Improving the performance of a Dutch CSR by modeling within-word and cross-word pronunciation variation
Kessens, Judith M
This article describes how the performance of a Dutch continuous speech recognizer was improved by modeling pronunciation variation. We propose a general procedure for modeling pronunciation variation. In short, it consists of adding pronunciation variants to the lexicon, retraining phone models and using language models to which the pronunciation variants have been added. First, within-word pronunciation variants were generated by applying a set of five optional phonological rules to the words in the baseline lexicon. Next, a limited number of cross-word processes were modeled, using two different methods. In the first approach, cross-word processes were modeled by directly adding the cross-word variants to the lexicon, and in the second approach this was done by using multi-words. Finally, the combination of the within-word method with the two cross-word methods was tested.
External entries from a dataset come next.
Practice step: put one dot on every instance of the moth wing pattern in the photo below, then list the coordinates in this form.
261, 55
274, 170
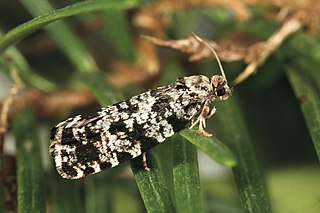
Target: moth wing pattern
87, 144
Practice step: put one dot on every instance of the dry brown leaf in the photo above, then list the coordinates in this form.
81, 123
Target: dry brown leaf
199, 51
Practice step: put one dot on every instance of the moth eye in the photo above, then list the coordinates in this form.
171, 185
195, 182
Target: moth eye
221, 91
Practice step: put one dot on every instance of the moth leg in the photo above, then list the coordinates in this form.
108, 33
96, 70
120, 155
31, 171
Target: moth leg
145, 164
201, 120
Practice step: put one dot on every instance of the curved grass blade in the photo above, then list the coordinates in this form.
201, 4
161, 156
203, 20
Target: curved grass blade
30, 179
152, 187
186, 178
70, 44
306, 88
247, 174
25, 71
27, 28
211, 146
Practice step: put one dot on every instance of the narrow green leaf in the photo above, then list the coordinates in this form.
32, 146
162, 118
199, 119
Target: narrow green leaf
118, 32
29, 164
72, 47
152, 187
24, 70
307, 90
186, 177
27, 28
211, 146
103, 90
65, 194
99, 194
247, 174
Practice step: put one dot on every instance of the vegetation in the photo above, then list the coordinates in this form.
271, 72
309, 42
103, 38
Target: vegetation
63, 60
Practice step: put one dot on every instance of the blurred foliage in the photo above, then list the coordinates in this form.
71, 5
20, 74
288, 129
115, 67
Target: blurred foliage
269, 129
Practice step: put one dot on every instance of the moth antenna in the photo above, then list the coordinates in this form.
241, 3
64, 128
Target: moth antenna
214, 52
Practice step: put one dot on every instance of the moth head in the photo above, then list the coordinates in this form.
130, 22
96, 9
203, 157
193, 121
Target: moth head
220, 88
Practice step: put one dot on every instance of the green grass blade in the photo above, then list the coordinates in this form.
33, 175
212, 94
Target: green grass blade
26, 28
186, 177
118, 33
64, 37
247, 174
24, 70
307, 90
31, 188
211, 146
152, 187
66, 195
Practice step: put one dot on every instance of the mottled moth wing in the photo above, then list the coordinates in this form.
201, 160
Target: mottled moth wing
87, 144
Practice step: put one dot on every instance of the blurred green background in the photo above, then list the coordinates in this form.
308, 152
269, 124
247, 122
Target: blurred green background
92, 55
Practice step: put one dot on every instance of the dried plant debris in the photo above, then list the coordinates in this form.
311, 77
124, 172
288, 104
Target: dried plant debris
199, 51
295, 15
156, 17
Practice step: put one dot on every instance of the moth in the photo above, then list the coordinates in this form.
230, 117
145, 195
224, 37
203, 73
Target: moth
87, 144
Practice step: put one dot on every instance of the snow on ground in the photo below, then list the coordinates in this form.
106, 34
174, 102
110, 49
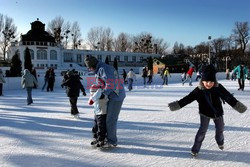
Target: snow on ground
44, 134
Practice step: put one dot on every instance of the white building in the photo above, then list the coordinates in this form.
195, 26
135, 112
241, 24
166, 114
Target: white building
45, 53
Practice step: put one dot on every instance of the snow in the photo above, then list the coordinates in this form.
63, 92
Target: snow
149, 134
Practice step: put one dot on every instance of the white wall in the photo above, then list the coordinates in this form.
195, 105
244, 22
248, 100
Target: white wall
15, 82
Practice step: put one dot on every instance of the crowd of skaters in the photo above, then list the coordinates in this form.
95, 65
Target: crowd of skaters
108, 100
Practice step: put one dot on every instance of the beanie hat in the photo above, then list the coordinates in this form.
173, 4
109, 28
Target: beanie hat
70, 73
94, 88
90, 61
209, 74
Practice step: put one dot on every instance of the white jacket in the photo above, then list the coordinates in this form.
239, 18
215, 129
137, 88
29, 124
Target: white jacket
100, 105
28, 80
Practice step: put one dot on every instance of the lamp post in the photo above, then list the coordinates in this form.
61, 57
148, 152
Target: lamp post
227, 58
66, 36
209, 55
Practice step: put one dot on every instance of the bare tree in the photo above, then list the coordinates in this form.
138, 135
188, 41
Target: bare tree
9, 33
94, 37
60, 30
241, 35
122, 42
76, 35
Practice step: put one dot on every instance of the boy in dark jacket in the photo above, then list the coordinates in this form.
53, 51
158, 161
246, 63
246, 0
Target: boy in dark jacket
73, 87
209, 94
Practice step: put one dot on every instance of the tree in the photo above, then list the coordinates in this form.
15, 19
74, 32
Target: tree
76, 35
241, 35
16, 66
107, 60
150, 63
9, 31
115, 65
27, 60
59, 30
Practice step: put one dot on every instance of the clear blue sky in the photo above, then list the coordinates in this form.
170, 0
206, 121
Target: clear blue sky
186, 21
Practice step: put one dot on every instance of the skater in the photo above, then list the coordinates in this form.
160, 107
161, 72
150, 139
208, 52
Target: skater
131, 77
241, 73
189, 76
2, 80
100, 113
46, 78
73, 87
51, 80
124, 75
208, 95
144, 75
28, 81
114, 90
165, 76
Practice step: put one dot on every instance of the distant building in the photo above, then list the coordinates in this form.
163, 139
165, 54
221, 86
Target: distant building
45, 53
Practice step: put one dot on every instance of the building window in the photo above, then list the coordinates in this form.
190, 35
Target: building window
53, 55
78, 58
68, 57
118, 58
32, 54
133, 58
126, 58
141, 59
99, 57
41, 54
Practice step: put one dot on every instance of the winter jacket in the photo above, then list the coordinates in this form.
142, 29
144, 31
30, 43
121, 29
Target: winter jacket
131, 75
2, 80
113, 85
100, 105
28, 80
209, 100
238, 71
190, 71
73, 86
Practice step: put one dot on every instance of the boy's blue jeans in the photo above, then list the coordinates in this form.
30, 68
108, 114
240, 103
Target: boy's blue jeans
204, 122
113, 111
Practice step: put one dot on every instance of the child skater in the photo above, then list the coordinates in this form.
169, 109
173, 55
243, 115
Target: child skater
208, 95
100, 110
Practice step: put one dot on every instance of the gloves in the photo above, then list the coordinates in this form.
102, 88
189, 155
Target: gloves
174, 106
102, 96
240, 107
91, 102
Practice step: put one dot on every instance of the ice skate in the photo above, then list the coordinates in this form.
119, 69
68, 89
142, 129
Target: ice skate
194, 154
221, 147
The word error rate (WER) measured for the baseline system was 12.75%. Compared to the baseline, a small but statistically significant improvement of 0.68% in WER was measured for the within-word method, whereas both cross-word methods in isolation led to small, non-signicant improvements. The combination of the within-word method and cross-word method 2 led to the best result: an absolute improvement of 1.12% in WER was found compared to the baseline, which is a relative improvement of 8.8% in WER.